Skills and hooks

Two mutable primitives that extend the CLI agent: skills (declarative capabilities) and hooks (lifecycle signals). Both subject to the GEPA tournament.

Skills: declarative capabilities

A skill is a reusable capability that a pod can invoke like a function. But unlike a tool or an MCP server, a skill is defined by a markdown file with frontmatter:

---
name: dataviz
description: |
  Decision skill for choosing the right chart type AND the appropriate
  data-science treatment given a dataset and analytical intent.
trigger: "user requests a chart, plot, dashboard, or data visualization"
---

# How this skill decides

[markdown body of the skill...]

The pod loads the list of available skills at each session start. When the semantic trigger matches the user request, the skill is proposed to the pod, which can invoke it via Skill(skill="dataviz", args=...).

Why skills rather than prompts

Composable — a skill can call another skill.
Versioned — each skill lives in $NIKA_CONFIG/skills/{name}/SKILL.md (path resolved at install, independent of the CLI).
Semantically triggerable — no exact-match matching needed.
Mutable by GEPA — the prompt harness evolves under tournament.
Observable — every invocation is traced.

The GEPA tournament

GEPA (Genetic-Pareto, 2025 academic research) is the algorithm we use to evolve the prompt formulation of each skill. The principle:

From a v0 skill, generate several variants by mutation (rephrasings, added examples, removal of redundancies).
Evaluate each variant on a set of memorized example cases.
Multi-objective selection: output quality, latency, token cost, retry rate.
The best variant becomes v1 and replaces the old one. The others are dropped.
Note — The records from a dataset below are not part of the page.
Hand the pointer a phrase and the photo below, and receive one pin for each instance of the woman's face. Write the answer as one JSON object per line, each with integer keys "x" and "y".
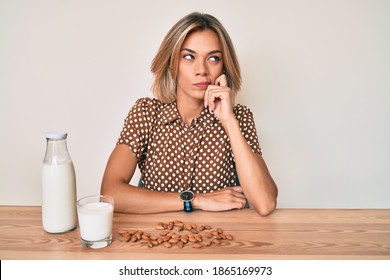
{"x": 200, "y": 64}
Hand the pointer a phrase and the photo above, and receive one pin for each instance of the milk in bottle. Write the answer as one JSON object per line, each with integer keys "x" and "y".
{"x": 59, "y": 213}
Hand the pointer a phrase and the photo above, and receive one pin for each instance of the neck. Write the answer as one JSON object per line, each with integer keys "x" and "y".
{"x": 189, "y": 109}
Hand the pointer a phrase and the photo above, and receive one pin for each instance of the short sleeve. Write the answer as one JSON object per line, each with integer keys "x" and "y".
{"x": 137, "y": 126}
{"x": 248, "y": 127}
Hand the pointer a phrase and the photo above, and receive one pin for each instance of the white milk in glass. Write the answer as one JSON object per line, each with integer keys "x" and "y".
{"x": 95, "y": 220}
{"x": 59, "y": 197}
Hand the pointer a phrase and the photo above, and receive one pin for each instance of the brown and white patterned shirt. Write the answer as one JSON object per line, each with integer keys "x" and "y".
{"x": 173, "y": 156}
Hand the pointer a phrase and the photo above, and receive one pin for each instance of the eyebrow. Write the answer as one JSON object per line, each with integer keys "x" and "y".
{"x": 192, "y": 51}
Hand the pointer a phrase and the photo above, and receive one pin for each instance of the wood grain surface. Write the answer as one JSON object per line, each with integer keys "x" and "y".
{"x": 285, "y": 234}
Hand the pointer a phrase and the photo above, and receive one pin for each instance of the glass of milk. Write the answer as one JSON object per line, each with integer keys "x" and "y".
{"x": 95, "y": 220}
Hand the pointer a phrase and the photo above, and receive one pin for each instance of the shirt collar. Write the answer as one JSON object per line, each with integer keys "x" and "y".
{"x": 170, "y": 113}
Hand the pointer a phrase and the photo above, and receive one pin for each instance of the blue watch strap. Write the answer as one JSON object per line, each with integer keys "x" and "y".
{"x": 187, "y": 206}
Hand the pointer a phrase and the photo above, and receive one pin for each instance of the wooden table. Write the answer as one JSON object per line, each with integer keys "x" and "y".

The kernel is never mutated by GEPA. Only the harness is. This separation guarantees that security invariants, output contracts, and business policies stay carved.

Hooks: POSIX-like signals for the CLI agent

Hooks are Python scripts attached to lifecycle events. The pod fires the hook, the hook reads stdin, writes stdout/stderr, and returns an exit code that the pod honors.

The six active events

Event	When	Example hooks
`SessionStart`	Pod startup	`on_session_start.py`: boot, RAG context, IPC consumer groups
`UserPromptSubmit`	User submits a prompt	`on_user_prompt.py`: 3-stage router (normalize, split, route)
`PreToolUse`	Before each tool call	`dep_guard.py`, `task_redirect.py`, `pod_primitives_guard.py`
`PostToolUse`	After each tool call	`context_checkpoint.py`, `redis_telemetry.py`, `heartbeat_repair.py`
`SubagentStop`	When a child pod terminates	`on_subagent_stop.py`: entity update, IPC publish, review request
`Stop`	When the pod terminates	`on_stop.py`: session summary, karma scoring

Exit codes and their semantics

exit 0 — success, no action on the pod side. The tool call continues.
exit 1 — error, the hook failed. Pod logs and continues (fail-open).
exit 2 — blocking. The pod honors the hook and cancels the action. Used by dep_guard.py (block torch install without CPU index) and task_redirect.py (block TaskCreate → redirect to hierarchy entities).

Why hooks rather than a middleware

Three reasons:

Language-independent — a hook in Python can be rewritten in Rust or Go without touching the pod. It is just a binary that reads stdin and writes stdout.
Composable — multiple hooks can chain on the same event.
Observable — each hook logs in logs/{hook_name}.log. The operator can tail -f any hook to see what it is doing.

Shared utilities

Hooks share a utility library to avoid duplication:

scripts/hooks/hook_base.py
├── read_hook_input()      — parse stdin JSON
├── emit(data)             — write stdout JSON
├── write_bus(message)     — append to the JSONL bus
├── load_state(name)       — read $NIKA_CONFIG/cache/{name}_state.json
├── save_state(name, data) — atomic tmp-rename
├── setup_logging(name)    — handler to logs/{name}.log
└── check_cooldown(name)   — prevent hooks firing too often

scripts/hooks/rag_utils.py
├── search_qdrant(query, k, filter)
└── ingest_to_qdrant(text, meta)

scripts/hooks/ipc.py
├── publish_result(...)
├── publish_signal(...)
├── publish_entity_event(...)
├── consume_entity_events(group, consumer)
├── ack_entity_event(...)
└── ensure_consumer_groups()

This factorization keeps each hook readable in under 100 lines. If a hook exceeds that, it is doing too much — it must be split or refactored into the lib.

Guardrails on hooks

No blocking I/O — a hook that hangs blocks the pod. Strict timeout.
Local logs only — do not write to Qdrant from a critical hook; use the JSONL bus (asynchronous by design).
Idempotence — a hook may be triggered twice on the same event in case of retry. It must be a no-op on the second invocation.
No surprising side-effects — a PostToolUse hook does not send emails or open PRs. It observes and logs.